Carbon Dating

1. Dec 31, 2011

Fixxxer125

1. The problem statement, all variables and given/known data
The equilibrium concentration of C14/C12 ≈ 1.5×10−12
A 2.5 g sample of Carbon from an old tree fragment has an activity of 4.57 decays per minute.

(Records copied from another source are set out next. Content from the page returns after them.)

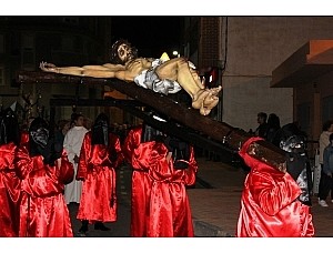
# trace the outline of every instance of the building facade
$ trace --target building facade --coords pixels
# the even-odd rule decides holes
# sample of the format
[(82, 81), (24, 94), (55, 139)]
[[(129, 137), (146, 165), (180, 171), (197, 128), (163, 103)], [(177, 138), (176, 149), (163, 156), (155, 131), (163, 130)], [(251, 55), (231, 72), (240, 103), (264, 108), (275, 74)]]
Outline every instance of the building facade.
[[(317, 139), (317, 131), (309, 124), (321, 128), (322, 122), (302, 125), (300, 110), (306, 107), (295, 103), (295, 89), (271, 82), (273, 71), (306, 42), (333, 38), (332, 17), (186, 17), (184, 23), (184, 54), (202, 72), (212, 67), (220, 70), (218, 84), (223, 91), (212, 117), (249, 131), (258, 126), (258, 112), (275, 113), (281, 125), (299, 121), (310, 139)], [(323, 90), (330, 90), (327, 83)], [(320, 97), (321, 103), (330, 108), (332, 102), (325, 98)], [(322, 120), (333, 117), (329, 109), (321, 113)]]

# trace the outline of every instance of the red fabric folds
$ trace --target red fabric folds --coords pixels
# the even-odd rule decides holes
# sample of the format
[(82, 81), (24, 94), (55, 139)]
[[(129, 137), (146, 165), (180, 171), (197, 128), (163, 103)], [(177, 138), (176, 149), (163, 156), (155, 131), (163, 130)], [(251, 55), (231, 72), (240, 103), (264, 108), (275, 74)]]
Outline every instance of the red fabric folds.
[[(175, 170), (163, 143), (140, 143), (141, 129), (132, 130), (124, 143), (134, 173), (132, 180), (133, 236), (193, 236), (185, 186), (195, 183), (198, 164), (193, 148), (189, 168)], [(144, 225), (142, 223), (145, 223)]]
[(73, 180), (74, 170), (65, 151), (50, 166), (43, 164), (41, 155), (31, 158), (27, 146), (21, 146), (16, 164), (22, 180), (19, 236), (73, 236), (63, 189), (65, 182)]
[(313, 236), (310, 206), (297, 200), (301, 189), (296, 182), (248, 154), (258, 140), (262, 139), (251, 138), (239, 152), (251, 171), (244, 182), (236, 236)]
[(19, 236), (20, 180), (14, 168), (16, 144), (0, 145), (0, 237)]

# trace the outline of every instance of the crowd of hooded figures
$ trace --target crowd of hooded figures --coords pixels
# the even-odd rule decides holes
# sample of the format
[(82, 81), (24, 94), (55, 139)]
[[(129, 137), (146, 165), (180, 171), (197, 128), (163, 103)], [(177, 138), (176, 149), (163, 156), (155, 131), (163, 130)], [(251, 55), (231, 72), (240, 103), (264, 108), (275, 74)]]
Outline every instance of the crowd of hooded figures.
[[(153, 117), (154, 112), (150, 113)], [(274, 131), (266, 128), (266, 135), (261, 136), (259, 119), (256, 134), (239, 151), (249, 171), (235, 235), (314, 236), (306, 140), (295, 123), (280, 128), (274, 115), (271, 118), (278, 123)], [(332, 125), (330, 121), (323, 128), (330, 146), (323, 152), (322, 173), (330, 179)], [(71, 202), (79, 204), (79, 235), (87, 235), (89, 224), (110, 230), (104, 223), (117, 221), (115, 170), (124, 162), (132, 168), (130, 235), (194, 236), (186, 194), (198, 172), (194, 146), (144, 121), (123, 131), (122, 136), (119, 133), (105, 113), (89, 126), (82, 114), (73, 113), (70, 121), (59, 121), (54, 132), (42, 118), (29, 119), (20, 130), (16, 113), (2, 110), (0, 236), (73, 236), (68, 210)], [(260, 159), (256, 144), (264, 140), (274, 144), (276, 136), (286, 161), (279, 168)], [(322, 188), (320, 203), (329, 191), (329, 186)]]
[(100, 113), (87, 129), (73, 113), (54, 132), (31, 118), (20, 130), (16, 113), (1, 111), (1, 237), (73, 236), (71, 202), (79, 203), (79, 235), (88, 224), (110, 230), (104, 222), (117, 221), (115, 169), (123, 162), (133, 168), (131, 235), (194, 236), (185, 191), (198, 170), (193, 146), (144, 122), (120, 138), (109, 120)]

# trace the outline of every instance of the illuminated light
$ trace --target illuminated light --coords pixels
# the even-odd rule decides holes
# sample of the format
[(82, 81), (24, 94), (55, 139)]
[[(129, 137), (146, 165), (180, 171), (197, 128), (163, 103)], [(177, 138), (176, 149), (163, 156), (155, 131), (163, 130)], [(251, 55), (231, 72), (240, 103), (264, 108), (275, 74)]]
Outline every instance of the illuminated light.
[(163, 52), (162, 55), (161, 55), (161, 58), (160, 58), (160, 60), (162, 60), (162, 61), (169, 61), (170, 58), (169, 58), (169, 55), (168, 55), (167, 52)]

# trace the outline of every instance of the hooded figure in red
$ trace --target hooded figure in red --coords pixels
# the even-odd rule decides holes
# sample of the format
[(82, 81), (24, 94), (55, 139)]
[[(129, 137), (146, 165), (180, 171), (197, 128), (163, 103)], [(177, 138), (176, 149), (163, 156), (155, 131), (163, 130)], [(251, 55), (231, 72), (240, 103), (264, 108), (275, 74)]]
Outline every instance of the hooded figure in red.
[(301, 143), (291, 136), (280, 146), (286, 151), (286, 172), (253, 158), (249, 139), (240, 155), (251, 168), (244, 182), (236, 236), (305, 237), (314, 235), (305, 160)]
[(193, 146), (143, 124), (123, 150), (133, 168), (131, 235), (194, 236), (185, 189), (195, 183)]
[(62, 145), (49, 135), (49, 124), (36, 118), (29, 128), (29, 140), (16, 158), (21, 179), (20, 232), (28, 237), (73, 236), (64, 184), (74, 176)]

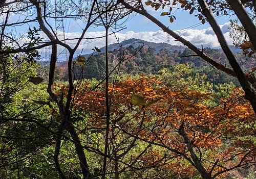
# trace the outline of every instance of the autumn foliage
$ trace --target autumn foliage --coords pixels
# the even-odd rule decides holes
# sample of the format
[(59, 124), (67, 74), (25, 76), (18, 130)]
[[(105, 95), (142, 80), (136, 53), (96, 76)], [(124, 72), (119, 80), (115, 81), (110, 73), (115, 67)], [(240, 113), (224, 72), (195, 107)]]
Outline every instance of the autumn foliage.
[[(84, 83), (82, 92), (74, 97), (75, 108), (89, 115), (87, 127), (104, 129), (105, 87), (91, 90), (89, 86)], [(173, 170), (173, 175), (189, 177), (197, 173), (187, 143), (179, 132), (181, 126), (212, 176), (226, 174), (232, 167), (254, 164), (255, 116), (243, 92), (235, 89), (229, 98), (208, 107), (207, 101), (215, 96), (187, 88), (176, 90), (175, 86), (143, 75), (135, 80), (128, 76), (110, 86), (108, 130), (153, 144), (155, 151), (140, 160), (145, 166), (161, 164), (158, 166), (162, 169)], [(168, 159), (161, 159), (163, 156)]]

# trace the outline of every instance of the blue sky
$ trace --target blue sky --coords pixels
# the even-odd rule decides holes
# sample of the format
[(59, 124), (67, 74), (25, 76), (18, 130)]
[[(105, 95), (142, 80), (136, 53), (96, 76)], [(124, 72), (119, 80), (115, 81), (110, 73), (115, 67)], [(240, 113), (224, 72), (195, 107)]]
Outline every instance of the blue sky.
[[(201, 45), (203, 44), (204, 46), (219, 47), (217, 38), (209, 23), (206, 22), (204, 24), (201, 24), (198, 17), (195, 17), (196, 12), (193, 15), (189, 15), (188, 11), (177, 9), (174, 13), (177, 20), (170, 23), (167, 16), (161, 16), (160, 15), (162, 12), (166, 11), (166, 10), (159, 9), (156, 11), (151, 7), (147, 7), (146, 9), (151, 15), (157, 18), (166, 26), (168, 26), (169, 29), (176, 31), (179, 35), (196, 45), (201, 46)], [(173, 12), (175, 11), (174, 8), (173, 11)], [(9, 22), (15, 22), (19, 18), (20, 18), (19, 15), (13, 14), (10, 17)], [(228, 42), (231, 44), (231, 40), (229, 37), (229, 18), (228, 16), (222, 16), (218, 17), (217, 20), (222, 28)], [(50, 21), (50, 23), (54, 27), (54, 21)], [(63, 23), (66, 38), (79, 38), (82, 32), (82, 29), (84, 27), (84, 24), (80, 20), (65, 20)], [(178, 42), (175, 41), (172, 37), (170, 37), (169, 41), (167, 42), (167, 39), (168, 37), (167, 34), (161, 31), (160, 28), (146, 17), (136, 14), (135, 12), (130, 14), (125, 25), (126, 29), (116, 34), (117, 37), (119, 39), (119, 41), (135, 38), (151, 42), (168, 42), (173, 45), (182, 45)], [(33, 26), (38, 27), (37, 22), (32, 23), (30, 25), (31, 28)], [(191, 26), (193, 27), (191, 28)], [(28, 28), (27, 25), (17, 27), (16, 31), (18, 33), (22, 34), (27, 32)], [(97, 28), (90, 28), (86, 34), (85, 37), (94, 38), (103, 36), (104, 31), (104, 29), (102, 27)], [(42, 36), (45, 37), (44, 34), (42, 34)], [(72, 46), (75, 44), (76, 41), (71, 41), (66, 42)], [(109, 37), (109, 42), (110, 43), (117, 42), (116, 38), (113, 35)], [(102, 39), (95, 40), (83, 40), (78, 47), (77, 53), (79, 53), (82, 50), (83, 53), (90, 53), (91, 52), (92, 48), (94, 46), (98, 47), (104, 46), (104, 40)], [(60, 50), (62, 49), (60, 49)]]

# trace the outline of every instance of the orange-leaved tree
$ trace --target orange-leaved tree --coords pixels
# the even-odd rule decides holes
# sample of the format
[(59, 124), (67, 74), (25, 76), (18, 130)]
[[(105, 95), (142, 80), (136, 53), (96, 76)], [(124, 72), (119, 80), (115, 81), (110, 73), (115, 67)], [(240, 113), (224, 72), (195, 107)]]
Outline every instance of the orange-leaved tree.
[[(104, 86), (90, 90), (88, 85), (86, 92), (77, 93), (75, 108), (88, 112), (86, 128), (97, 129), (100, 141), (106, 127)], [(127, 162), (138, 170), (155, 167), (166, 177), (203, 178), (255, 165), (255, 116), (240, 89), (209, 107), (205, 104), (212, 95), (176, 90), (155, 77), (128, 77), (109, 88), (110, 165)], [(137, 145), (141, 148), (135, 155)], [(119, 176), (124, 171), (119, 166), (114, 172)]]

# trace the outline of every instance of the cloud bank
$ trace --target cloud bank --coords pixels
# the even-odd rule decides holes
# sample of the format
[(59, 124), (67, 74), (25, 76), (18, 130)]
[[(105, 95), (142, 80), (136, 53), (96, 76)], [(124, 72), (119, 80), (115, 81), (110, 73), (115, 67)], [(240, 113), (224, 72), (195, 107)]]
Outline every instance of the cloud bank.
[[(232, 40), (229, 37), (230, 30), (228, 29), (229, 23), (220, 25), (220, 27), (228, 43), (232, 44)], [(219, 48), (220, 44), (218, 41), (216, 35), (215, 34), (212, 28), (209, 28), (205, 29), (184, 29), (175, 31), (175, 32), (187, 40), (189, 41), (193, 44), (198, 47), (201, 47), (203, 44), (204, 47), (210, 47), (212, 48)], [(80, 33), (70, 32), (66, 33), (66, 37), (68, 38), (79, 38), (81, 35)], [(104, 31), (100, 32), (89, 32), (86, 33), (84, 37), (88, 38), (94, 38), (98, 37), (104, 36)], [(116, 43), (117, 40), (121, 42), (124, 40), (131, 38), (137, 38), (150, 42), (166, 42), (172, 45), (183, 44), (179, 42), (175, 41), (174, 39), (163, 31), (144, 31), (135, 32), (129, 31), (125, 33), (118, 32), (110, 35), (109, 37), (109, 44)], [(74, 46), (77, 40), (67, 40), (66, 43)], [(90, 53), (92, 52), (92, 48), (94, 46), (101, 47), (105, 46), (104, 38), (99, 38), (95, 39), (83, 39), (78, 47), (78, 53), (80, 53), (82, 50), (82, 54)]]

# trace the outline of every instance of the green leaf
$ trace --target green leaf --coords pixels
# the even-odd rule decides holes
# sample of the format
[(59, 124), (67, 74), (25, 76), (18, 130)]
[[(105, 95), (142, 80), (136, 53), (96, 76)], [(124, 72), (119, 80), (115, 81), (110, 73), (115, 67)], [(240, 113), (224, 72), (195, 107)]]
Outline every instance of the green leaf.
[(132, 103), (134, 105), (143, 106), (145, 104), (145, 100), (143, 97), (133, 93), (132, 94)]
[(34, 85), (38, 85), (41, 83), (43, 80), (44, 79), (40, 77), (30, 77), (29, 82), (32, 83)]
[(150, 101), (148, 102), (146, 106), (148, 106), (150, 105), (154, 105), (154, 104), (157, 103), (160, 100), (160, 98), (156, 98), (154, 100), (151, 100)]
[(101, 50), (100, 50), (98, 47), (95, 46), (94, 48), (95, 48), (96, 50), (98, 52), (101, 52)]
[(161, 13), (161, 16), (163, 16), (164, 15), (168, 15), (169, 13), (168, 12), (163, 12)]
[(151, 1), (148, 1), (146, 2), (145, 3), (145, 4), (146, 6), (149, 6), (149, 5), (150, 5), (152, 3), (152, 2)]
[(34, 99), (32, 99), (32, 100), (34, 101), (34, 103), (36, 103), (38, 105), (50, 105), (50, 101), (44, 101), (42, 100), (36, 100)]
[(202, 23), (204, 24), (205, 23), (205, 19), (203, 18), (203, 19), (202, 19)]

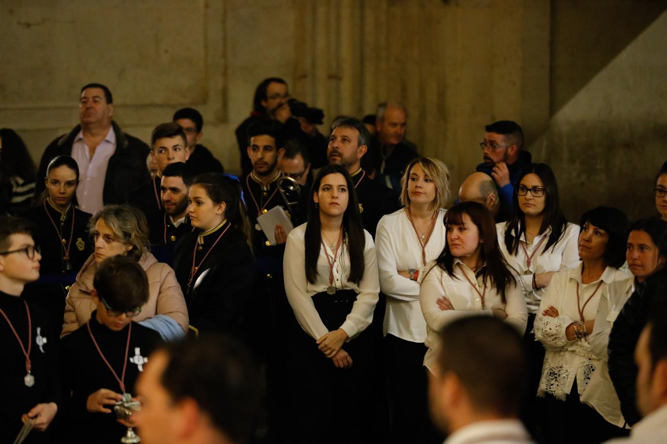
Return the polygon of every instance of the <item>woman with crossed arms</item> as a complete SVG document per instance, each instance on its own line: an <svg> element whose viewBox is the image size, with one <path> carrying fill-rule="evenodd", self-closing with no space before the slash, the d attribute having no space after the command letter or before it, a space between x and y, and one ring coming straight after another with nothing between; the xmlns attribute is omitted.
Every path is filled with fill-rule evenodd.
<svg viewBox="0 0 667 444"><path fill-rule="evenodd" d="M290 232L285 290L303 332L289 341L295 387L291 442L339 442L323 421L340 418L346 442L374 442L373 319L380 285L375 246L364 230L354 184L346 169L317 173L308 222ZM337 421L337 424L339 421Z"/></svg>
<svg viewBox="0 0 667 444"><path fill-rule="evenodd" d="M462 202L447 212L444 224L447 243L427 267L419 295L427 327L424 365L434 375L438 332L447 323L462 316L495 316L523 335L528 319L523 292L500 253L486 207Z"/></svg>
<svg viewBox="0 0 667 444"><path fill-rule="evenodd" d="M628 275L625 262L628 220L620 210L598 207L582 216L582 264L556 273L535 318L535 337L546 349L538 396L549 442L599 443L623 435L625 423L607 363L595 353L589 336L600 298Z"/></svg>
<svg viewBox="0 0 667 444"><path fill-rule="evenodd" d="M376 232L380 286L387 297L384 333L392 442L424 442L428 412L424 356L426 322L419 305L420 274L445 246L442 223L450 172L438 159L416 158L402 180L404 208L384 216Z"/></svg>

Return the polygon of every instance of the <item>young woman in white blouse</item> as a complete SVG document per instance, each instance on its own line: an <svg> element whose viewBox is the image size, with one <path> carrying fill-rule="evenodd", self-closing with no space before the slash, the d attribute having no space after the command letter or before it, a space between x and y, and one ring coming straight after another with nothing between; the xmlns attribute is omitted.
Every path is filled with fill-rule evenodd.
<svg viewBox="0 0 667 444"><path fill-rule="evenodd" d="M373 238L364 230L346 169L317 173L308 222L287 236L285 290L303 332L289 341L291 442L372 442L373 319L380 284ZM334 429L328 427L334 421Z"/></svg>
<svg viewBox="0 0 667 444"><path fill-rule="evenodd" d="M386 296L385 366L392 442L422 442L428 427L424 355L426 322L419 305L420 274L445 246L443 208L450 172L438 159L416 158L402 179L404 208L380 219L376 249L380 290Z"/></svg>
<svg viewBox="0 0 667 444"><path fill-rule="evenodd" d="M549 442L599 443L621 436L625 421L606 362L596 355L589 336L602 295L626 279L628 220L619 210L598 207L582 216L582 264L556 273L535 319L535 337L546 349L538 396L545 397L541 416Z"/></svg>
<svg viewBox="0 0 667 444"><path fill-rule="evenodd" d="M462 202L447 212L444 223L447 242L427 266L419 294L428 347L424 365L432 373L438 332L448 322L462 316L496 316L523 335L528 319L523 292L500 253L486 207Z"/></svg>
<svg viewBox="0 0 667 444"><path fill-rule="evenodd" d="M551 168L546 164L535 164L515 189L512 218L496 226L500 251L518 275L528 309L524 335L529 365L528 390L523 419L529 429L537 421L535 392L544 360L544 347L531 333L535 314L554 273L576 267L580 262L579 226L568 222L560 210L558 196L558 184Z"/></svg>

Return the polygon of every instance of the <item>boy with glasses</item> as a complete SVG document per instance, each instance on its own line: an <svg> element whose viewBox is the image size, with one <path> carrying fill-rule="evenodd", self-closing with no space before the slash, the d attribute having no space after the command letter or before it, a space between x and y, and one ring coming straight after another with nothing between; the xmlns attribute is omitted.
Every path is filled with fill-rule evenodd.
<svg viewBox="0 0 667 444"><path fill-rule="evenodd" d="M39 278L35 227L0 216L0 442L11 443L31 427L43 431L58 411L60 385L55 349L45 315L21 298L23 287ZM29 423L23 428L24 423ZM27 430L26 430L27 429ZM24 443L49 442L31 433Z"/></svg>
<svg viewBox="0 0 667 444"><path fill-rule="evenodd" d="M155 331L132 322L148 300L148 279L130 258L115 256L98 267L93 281L97 310L61 340L68 443L117 443L129 424L114 406L131 400L147 356L160 344Z"/></svg>

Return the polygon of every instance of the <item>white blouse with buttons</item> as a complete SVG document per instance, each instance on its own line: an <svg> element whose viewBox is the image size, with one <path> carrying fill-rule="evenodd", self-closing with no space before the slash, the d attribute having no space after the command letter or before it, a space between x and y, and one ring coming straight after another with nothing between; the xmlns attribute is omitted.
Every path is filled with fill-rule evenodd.
<svg viewBox="0 0 667 444"><path fill-rule="evenodd" d="M315 339L329 332L313 304L312 296L326 292L329 287L329 261L334 260L334 252L321 246L317 258L317 276L314 284L305 278L305 244L304 236L307 224L292 230L287 236L283 260L285 291L299 324L303 331ZM357 300L345 322L340 327L350 339L358 335L373 320L373 311L378 303L380 283L378 280L378 260L373 238L366 230L364 249L364 272L359 284L348 280L350 276L350 252L347 242L341 244L338 256L334 262L334 285L338 290L352 290ZM329 256L328 259L327 256Z"/></svg>
<svg viewBox="0 0 667 444"><path fill-rule="evenodd" d="M535 248L544 238L548 238L551 234L551 228L535 236L533 242L526 241L525 233L522 236L521 244L526 248L526 252L519 246L516 254L511 254L505 245L506 222L500 222L496 225L498 236L498 246L502 252L505 260L514 268L517 275L517 280L521 284L524 296L526 297L526 304L528 305L529 313L537 313L540 308L540 301L544 296L546 287L533 288L533 274L546 273L548 272L560 272L563 270L574 268L579 265L579 250L578 243L579 240L579 226L568 222L565 232L562 237L554 244L549 246L545 251L544 247L548 240L545 240L539 246L539 250L535 252ZM530 266L528 265L528 258L535 252L530 261Z"/></svg>
<svg viewBox="0 0 667 444"><path fill-rule="evenodd" d="M421 277L420 280L422 280ZM484 283L482 276L476 276L473 271L459 259L454 260L453 276L448 274L435 261L430 262L426 266L426 272L420 289L419 300L427 328L426 345L428 350L424 357L424 365L432 372L438 354L438 332L452 321L466 316L492 316L493 309L500 308L507 313L505 321L514 327L520 334L523 335L526 330L528 315L526 300L519 286L514 285L508 287L505 292L507 302L503 304L500 293L494 287L488 285L484 294L484 306L482 307L480 295L468 280L476 285L477 290L480 294L484 294ZM441 310L438 305L438 300L441 298L448 298L454 310Z"/></svg>
<svg viewBox="0 0 667 444"><path fill-rule="evenodd" d="M426 243L426 262L440 256L445 248L446 233L442 220L446 210L440 209L433 232ZM380 287L387 296L383 330L406 341L424 342L426 322L419 306L419 284L402 276L398 270L426 271L422 263L422 244L404 208L383 216L376 231Z"/></svg>

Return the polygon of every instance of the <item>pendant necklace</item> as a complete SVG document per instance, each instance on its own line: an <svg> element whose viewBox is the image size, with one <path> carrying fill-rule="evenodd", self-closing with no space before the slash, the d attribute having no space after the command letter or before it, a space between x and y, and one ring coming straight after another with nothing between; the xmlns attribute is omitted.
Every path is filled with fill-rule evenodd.
<svg viewBox="0 0 667 444"><path fill-rule="evenodd" d="M65 250L65 256L63 259L65 260L65 269L63 270L63 272L69 272L72 269L72 264L69 262L69 248L72 246L72 239L74 238L74 220L76 214L76 212L74 211L74 208L72 207L72 228L69 232L69 242L67 244L67 248L65 248L65 244L67 241L65 238L63 237L63 232L58 229L57 226L55 224L55 222L53 220L53 218L51 217L51 214L49 213L49 210L46 208L46 200L44 200L44 211L46 212L46 215L49 216L49 220L51 221L51 224L55 229L55 232L58 234L58 238L60 239L60 244L63 247L63 250ZM71 206L71 204L70 204ZM63 213L63 214L67 214L67 212Z"/></svg>
<svg viewBox="0 0 667 444"><path fill-rule="evenodd" d="M336 249L331 248L331 251L334 252L333 261L326 252L327 247L324 245L324 241L320 239L320 242L322 243L322 246L324 247L324 255L327 257L327 262L329 262L329 286L327 287L327 293L334 294L336 290L336 286L334 285L334 264L336 264L336 258L338 257L338 249L340 248L340 244L343 242L343 227L340 228L340 234L338 235L338 242L336 244Z"/></svg>
<svg viewBox="0 0 667 444"><path fill-rule="evenodd" d="M25 376L23 377L23 383L25 384L26 387L32 387L35 385L35 377L30 373L30 369L32 367L32 363L30 361L30 349L33 345L33 324L30 320L30 309L28 308L28 303L23 301L23 304L25 304L25 312L28 314L28 351L25 351L25 347L23 346L23 342L21 340L21 337L19 337L19 333L16 332L16 329L14 328L14 326L11 324L11 321L5 314L5 312L0 308L0 314L5 317L5 320L7 323L9 324L9 328L11 331L14 332L14 335L16 336L16 339L19 341L19 345L21 345L21 350L23 352L23 355L25 356Z"/></svg>
<svg viewBox="0 0 667 444"><path fill-rule="evenodd" d="M125 359L123 360L123 373L121 373L120 377L118 377L118 374L116 373L113 367L111 367L111 365L109 363L109 361L107 360L107 358L104 356L104 353L102 353L101 349L99 348L99 345L97 345L97 341L95 340L95 336L93 335L93 330L90 330L89 320L87 322L86 322L86 326L88 327L88 333L90 333L90 338L93 340L93 343L95 345L95 347L97 349L97 353L99 353L102 360L104 361L104 363L107 364L107 367L108 367L109 369L111 371L111 373L113 374L113 377L116 378L116 381L118 381L118 384L121 386L121 391L123 392L123 396L125 397L126 395L129 395L125 389L125 371L127 367L127 355L129 352L129 338L132 333L132 323L130 322L127 325L127 344L125 345ZM129 396L129 398L131 399L132 397Z"/></svg>

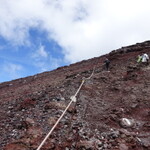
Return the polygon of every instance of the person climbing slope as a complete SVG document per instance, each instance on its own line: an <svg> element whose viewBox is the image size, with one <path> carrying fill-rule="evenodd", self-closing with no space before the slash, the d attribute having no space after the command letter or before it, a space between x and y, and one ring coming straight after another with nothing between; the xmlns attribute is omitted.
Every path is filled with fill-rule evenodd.
<svg viewBox="0 0 150 150"><path fill-rule="evenodd" d="M146 65L149 63L149 56L146 53L142 55L142 63L145 63Z"/></svg>
<svg viewBox="0 0 150 150"><path fill-rule="evenodd" d="M108 58L105 59L104 64L105 64L105 69L106 69L107 71L109 71L110 61L109 61Z"/></svg>

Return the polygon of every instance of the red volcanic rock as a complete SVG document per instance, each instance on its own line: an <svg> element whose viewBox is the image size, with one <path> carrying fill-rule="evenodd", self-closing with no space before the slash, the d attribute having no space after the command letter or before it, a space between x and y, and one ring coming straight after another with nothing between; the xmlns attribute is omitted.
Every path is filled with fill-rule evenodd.
<svg viewBox="0 0 150 150"><path fill-rule="evenodd" d="M150 56L150 41L1 83L0 149L37 149L83 79L76 102L41 150L150 149L150 65L136 62L143 53Z"/></svg>

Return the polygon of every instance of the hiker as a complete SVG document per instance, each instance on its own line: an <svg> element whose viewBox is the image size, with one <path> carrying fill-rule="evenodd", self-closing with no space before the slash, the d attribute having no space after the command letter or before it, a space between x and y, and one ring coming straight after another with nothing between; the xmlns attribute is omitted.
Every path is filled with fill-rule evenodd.
<svg viewBox="0 0 150 150"><path fill-rule="evenodd" d="M147 65L149 63L149 56L146 53L142 55L142 63L145 63Z"/></svg>
<svg viewBox="0 0 150 150"><path fill-rule="evenodd" d="M110 61L109 61L108 58L105 59L104 64L105 64L106 70L109 71L109 64L110 64Z"/></svg>
<svg viewBox="0 0 150 150"><path fill-rule="evenodd" d="M141 62L142 62L142 56L141 56L141 55L138 55L137 63L141 63Z"/></svg>

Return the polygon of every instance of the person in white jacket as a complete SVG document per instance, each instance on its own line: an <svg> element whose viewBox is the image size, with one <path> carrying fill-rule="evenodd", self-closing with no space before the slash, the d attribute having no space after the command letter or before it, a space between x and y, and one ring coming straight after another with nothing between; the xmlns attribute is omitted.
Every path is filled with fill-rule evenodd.
<svg viewBox="0 0 150 150"><path fill-rule="evenodd" d="M149 56L146 53L142 55L142 62L146 64L149 63Z"/></svg>

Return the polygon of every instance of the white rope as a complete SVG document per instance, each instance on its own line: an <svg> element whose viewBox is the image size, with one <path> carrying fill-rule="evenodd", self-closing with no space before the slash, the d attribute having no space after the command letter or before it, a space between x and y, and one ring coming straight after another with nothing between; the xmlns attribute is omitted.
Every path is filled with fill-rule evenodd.
<svg viewBox="0 0 150 150"><path fill-rule="evenodd" d="M40 149L41 149L41 147L42 147L43 144L46 142L46 140L48 139L48 137L51 135L51 133L53 132L53 130L56 128L57 124L58 124L59 121L62 119L62 117L64 116L64 114L66 113L66 111L68 110L68 108L70 107L70 105L72 104L72 102L76 102L76 96L77 96L77 94L79 93L79 91L80 91L82 85L84 84L84 82L85 82L86 79L90 79L90 78L93 76L94 71L95 71L95 67L94 67L94 69L93 69L92 74L90 75L90 77L85 78L85 79L82 80L82 82L81 82L81 84L80 84L80 86L79 86L77 92L75 93L74 96L71 97L70 103L68 104L68 106L66 107L66 109L63 111L62 115L61 115L60 118L57 120L57 122L55 123L55 125L52 127L52 129L49 131L49 133L46 135L46 137L44 138L44 140L41 142L41 144L39 145L39 147L37 148L37 150L40 150Z"/></svg>

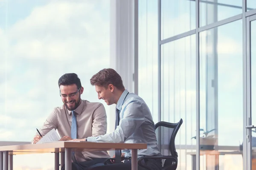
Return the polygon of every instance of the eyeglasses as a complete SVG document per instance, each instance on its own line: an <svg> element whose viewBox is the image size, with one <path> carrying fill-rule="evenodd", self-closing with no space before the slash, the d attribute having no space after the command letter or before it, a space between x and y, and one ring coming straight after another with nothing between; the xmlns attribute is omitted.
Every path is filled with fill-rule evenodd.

How old is the sample?
2. Relevant equations
I'm pretty sure I use A(t)=λN(0)*exp(-tλ)
but I am having trouble calculating N(0)! The amount of C14 c.f. C12 is so tiny I don't know how to manipulate the ratio to get the mass of C14, and thus the number of nucli, in the sample. Thanks!

2. Dec 31, 2011

vela

Staff Emeritus
I don't see why the smallness of the ratio should present any difficulty.

3. Dec 31, 2011

Fixxxer125

Well I was trying to calculate the amount of C14 present by dividing 2.5g by (1 + 1.5×10−12), am I doing this the wrong way?thanks

4. Dec 31, 2011

vela

Staff Emeritus
Yes, that's wrong. You have

C14/C12 ≈ 1.5×10−12

so

C14 ≈ 1.5×10−12 C12

5. Dec 31, 2011

Fixxxer125

Ah yes I see that but then I was having trouble working out the actual amount of C12 that there was 1.5×10−12 of C14 to. surely there is something like 0.00000000001g of C14 in the sample?

6. Dec 31, 2011

vela

Staff Emeritus
How did you come up with that?

7. Dec 31, 2011

Fixxxer125

Well I thought for every 1g of C12 there is 1.5×10−12g of C14? so if there are 2.5g in total basically all of this must be C12?

8. Dec 31, 2011

vela

Staff Emeritus
Yes, it's virtually all C12, but the amount of C14 you calculated is wrong.

9. Dec 31, 2011

Fixxxer125

Could you give me a bit of help on doing the ratio please?Thanks!

10. Jan 1, 2012

ehild

Originally the ratio of C14 to C12 was the same as the equilibrium ratio. But C14 decayed in the isolated sample.
The original amount of C14 was 2.5 x1.5-12 gram. It means quite a lot of atoms, you can not take it zero!

You need lambda to solve the equation for t. Do you know it?

ehild

11. Jan 1, 2012

Fixxxer125

Oh yea, I know T1/2 so can work it out, many thanks!